7/02/2010

07-02-10 - Length-Limitted Huffman Codes

I have something interesting to write about Huffman decoders, but that will have to wait a bit.

In the mean time I finally wrote a length-limitted huffman code builder. Everyone uses the "package-merge" algorithm (see Wikipedia , or the paper "A Fast and Space-Economical Algorithm for Length-Limited Coding" by Moffat et.al ; the Larmore/Hirschberg paper is impenetrable).

Here's my summary :


Explicity what we are trying to do is solve :

Cost = Sum[ L_i * C_i ]

C_i = count of ith symbol
L_i = huffman code length

given C_i, find L_i to minimize Cost

contrained such that L_i <= L_max

and 

Sum[ 2 ^ - L_i ] = 1
(Kraft prefix constraint)

This is solved by construction of the "coin collector problem"

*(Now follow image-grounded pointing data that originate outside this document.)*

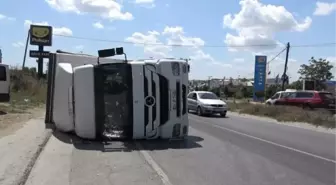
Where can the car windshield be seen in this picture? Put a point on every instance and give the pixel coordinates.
(207, 96)
(327, 96)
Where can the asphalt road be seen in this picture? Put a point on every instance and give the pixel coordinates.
(219, 151)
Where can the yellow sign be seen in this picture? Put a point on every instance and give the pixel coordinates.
(40, 35)
(261, 59)
(40, 32)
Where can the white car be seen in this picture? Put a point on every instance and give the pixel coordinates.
(204, 102)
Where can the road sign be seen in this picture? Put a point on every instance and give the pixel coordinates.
(39, 54)
(40, 35)
(259, 78)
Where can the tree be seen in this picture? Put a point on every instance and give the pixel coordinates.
(318, 70)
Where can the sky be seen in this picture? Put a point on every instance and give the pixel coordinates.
(220, 37)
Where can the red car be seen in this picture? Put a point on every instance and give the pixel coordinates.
(309, 99)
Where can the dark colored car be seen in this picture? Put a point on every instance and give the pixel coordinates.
(309, 99)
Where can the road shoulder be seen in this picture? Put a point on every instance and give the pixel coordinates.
(69, 160)
(19, 151)
(293, 124)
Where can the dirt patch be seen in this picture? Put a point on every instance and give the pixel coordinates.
(10, 121)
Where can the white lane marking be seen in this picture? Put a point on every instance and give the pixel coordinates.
(163, 176)
(270, 142)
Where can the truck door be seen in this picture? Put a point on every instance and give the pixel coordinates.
(151, 101)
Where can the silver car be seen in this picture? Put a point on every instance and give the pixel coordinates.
(204, 102)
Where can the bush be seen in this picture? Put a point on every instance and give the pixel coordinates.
(27, 91)
(286, 113)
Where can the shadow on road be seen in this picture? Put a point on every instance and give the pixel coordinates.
(127, 145)
(2, 113)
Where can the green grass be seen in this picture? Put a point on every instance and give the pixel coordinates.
(27, 92)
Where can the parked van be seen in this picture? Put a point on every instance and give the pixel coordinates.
(4, 83)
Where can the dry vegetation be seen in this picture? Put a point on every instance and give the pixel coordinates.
(286, 113)
(28, 95)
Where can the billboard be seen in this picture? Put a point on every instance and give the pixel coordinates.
(259, 78)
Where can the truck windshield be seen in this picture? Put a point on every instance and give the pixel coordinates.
(116, 88)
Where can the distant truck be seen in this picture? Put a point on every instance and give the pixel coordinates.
(4, 83)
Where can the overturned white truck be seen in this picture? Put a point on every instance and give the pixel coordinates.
(113, 98)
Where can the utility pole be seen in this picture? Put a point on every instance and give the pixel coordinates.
(209, 78)
(284, 76)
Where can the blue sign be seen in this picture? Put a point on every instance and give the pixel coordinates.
(259, 78)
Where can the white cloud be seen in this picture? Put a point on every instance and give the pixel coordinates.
(145, 3)
(4, 17)
(98, 25)
(256, 24)
(56, 30)
(108, 9)
(79, 47)
(153, 47)
(18, 44)
(324, 8)
(175, 36)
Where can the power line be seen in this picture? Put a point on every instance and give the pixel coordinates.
(186, 45)
(162, 44)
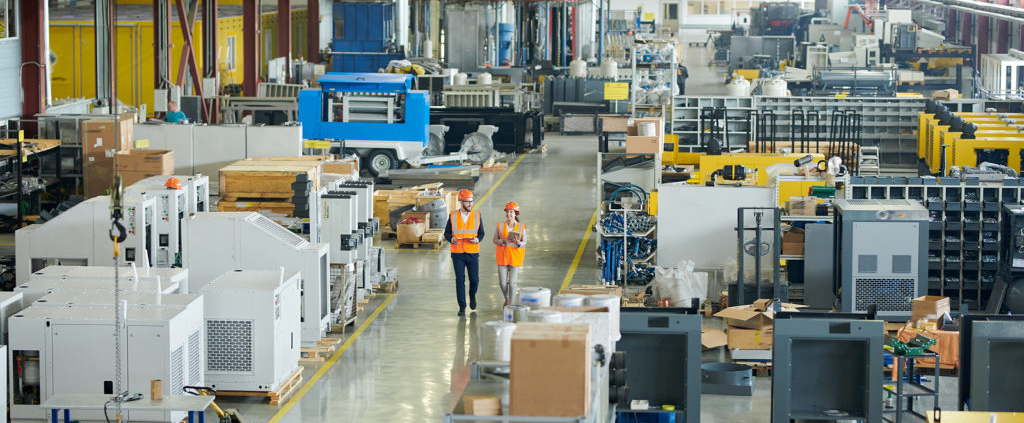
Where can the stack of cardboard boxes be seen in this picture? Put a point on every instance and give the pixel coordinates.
(108, 144)
(750, 328)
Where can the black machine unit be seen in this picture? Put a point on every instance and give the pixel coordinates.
(516, 131)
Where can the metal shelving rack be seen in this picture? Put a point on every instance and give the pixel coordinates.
(655, 69)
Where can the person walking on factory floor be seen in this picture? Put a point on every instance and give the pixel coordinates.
(510, 248)
(464, 231)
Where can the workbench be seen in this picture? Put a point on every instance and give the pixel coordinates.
(195, 406)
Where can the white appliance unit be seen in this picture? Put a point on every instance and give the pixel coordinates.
(176, 137)
(168, 276)
(80, 236)
(216, 243)
(339, 226)
(171, 208)
(34, 290)
(56, 350)
(197, 186)
(252, 327)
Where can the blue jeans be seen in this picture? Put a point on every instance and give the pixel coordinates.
(466, 262)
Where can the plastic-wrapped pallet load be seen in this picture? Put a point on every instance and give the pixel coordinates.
(496, 340)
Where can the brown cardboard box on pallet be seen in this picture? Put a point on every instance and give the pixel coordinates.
(550, 370)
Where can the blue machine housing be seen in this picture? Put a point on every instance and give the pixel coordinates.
(417, 110)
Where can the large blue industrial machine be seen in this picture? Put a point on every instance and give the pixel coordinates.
(377, 116)
(365, 39)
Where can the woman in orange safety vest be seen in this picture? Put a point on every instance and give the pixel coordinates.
(510, 248)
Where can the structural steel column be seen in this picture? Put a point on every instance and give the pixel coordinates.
(105, 52)
(312, 31)
(210, 55)
(161, 43)
(34, 59)
(250, 46)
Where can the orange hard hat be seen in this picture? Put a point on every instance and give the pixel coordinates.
(173, 183)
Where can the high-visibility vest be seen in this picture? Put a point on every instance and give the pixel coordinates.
(466, 230)
(510, 255)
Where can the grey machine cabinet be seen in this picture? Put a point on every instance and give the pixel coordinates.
(881, 255)
(823, 365)
(991, 379)
(663, 360)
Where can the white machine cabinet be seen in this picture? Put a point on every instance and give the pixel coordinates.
(216, 243)
(71, 350)
(168, 276)
(252, 327)
(339, 226)
(80, 236)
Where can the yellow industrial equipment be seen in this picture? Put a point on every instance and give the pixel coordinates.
(74, 73)
(969, 138)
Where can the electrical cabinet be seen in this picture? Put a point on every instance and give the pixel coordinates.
(71, 349)
(80, 236)
(881, 254)
(216, 243)
(252, 327)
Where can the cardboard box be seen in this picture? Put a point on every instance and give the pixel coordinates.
(104, 137)
(750, 318)
(157, 162)
(929, 306)
(411, 233)
(713, 338)
(750, 338)
(550, 370)
(481, 405)
(643, 144)
(423, 216)
(803, 206)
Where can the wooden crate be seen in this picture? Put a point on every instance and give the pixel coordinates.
(266, 177)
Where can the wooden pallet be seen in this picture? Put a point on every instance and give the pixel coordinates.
(276, 396)
(761, 369)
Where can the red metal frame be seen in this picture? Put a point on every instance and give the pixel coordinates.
(188, 53)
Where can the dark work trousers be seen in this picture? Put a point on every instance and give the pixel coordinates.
(466, 262)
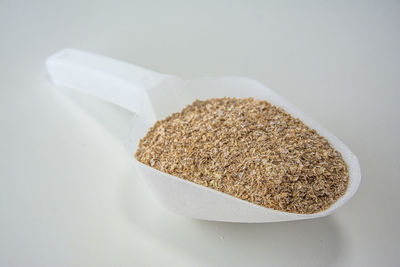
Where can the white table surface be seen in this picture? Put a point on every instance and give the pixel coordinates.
(69, 195)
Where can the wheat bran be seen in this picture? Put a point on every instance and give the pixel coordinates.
(251, 150)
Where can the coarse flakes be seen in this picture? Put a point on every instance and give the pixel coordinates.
(251, 150)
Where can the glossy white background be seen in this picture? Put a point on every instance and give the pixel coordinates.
(69, 195)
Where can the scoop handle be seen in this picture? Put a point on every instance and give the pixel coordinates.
(112, 80)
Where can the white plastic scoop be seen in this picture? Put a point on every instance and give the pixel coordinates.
(152, 96)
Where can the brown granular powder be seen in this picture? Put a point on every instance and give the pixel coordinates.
(251, 150)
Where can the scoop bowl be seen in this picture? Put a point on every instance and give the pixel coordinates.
(152, 96)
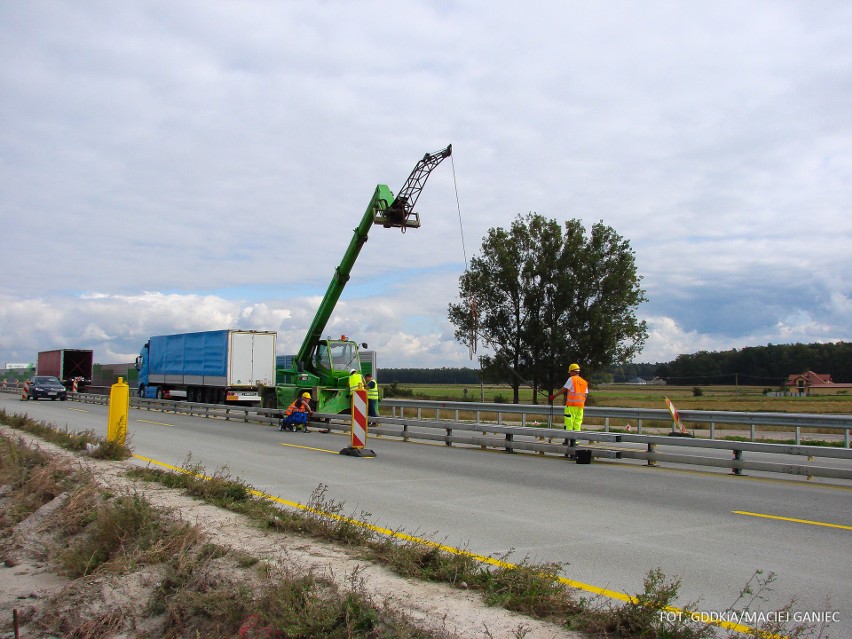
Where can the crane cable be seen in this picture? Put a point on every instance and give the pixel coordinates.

The Cost that we minimize is the real (numismatic) value of the coins that the collector pays out
C_i is the numismatic value of the ith coin
L_i is the number of times the collector uses a coin of type i
so Cost = Sum[ L_i * C_i ] is his total cost.

For each value C_i, the coins have face value 2^-1, 2^-2, 2^-4, ...
If the coin collector pays out total face value of (n-1) , then he creates a Kraft correct prefix code

The coin collector problem is simple & obvious ; you just want to pay out from your 2^-1 value items ;
an item is either a 2^-1 value coin, or a pair of 2^-2 value items ; pick the one with lower numismatic value

The fact that this creates a prefix code is a bit more obscure
But you can prove it by the kraft property

If you start with all lenghts = 0 , then K = sum[2^-L] = N
Now add an item from the 2^-1 list
if it's a leaf, L changes from 0 to 1, so K does -= 1/2
if it's a node, then it will bring in two nodes at a lower level
    equivalent to to leaves at that level, so L changes from 1 to 2 twice, so K does -= 1/2 then too
    
so if the last list has length (2N-2) , you get K -= 1/2 * (2N-2) , or K -= N-1 , hence K = 1 afterward

-----------------------------------
BTW you can do this in a dynamic programming sort of way where only the active front is needed; has same
run time but less storage requirements.

You start at the 2^-1 (final) list.  You ask : what's the next node of this list?  It's either a symbol or
  made from the first two nodes of the prior list.  So you get the first two nodes of the prior list.
When you select a node into the final list, that is committed, and all its children in the earlier lists
  become final; they can now just do their increments onto CodeLen and be deleted.
If you select a symbol into the final list, then the nodes that you looked at earlier stick around so you
  can look at them next time.

Okay, so it all works fine, but it bothers me.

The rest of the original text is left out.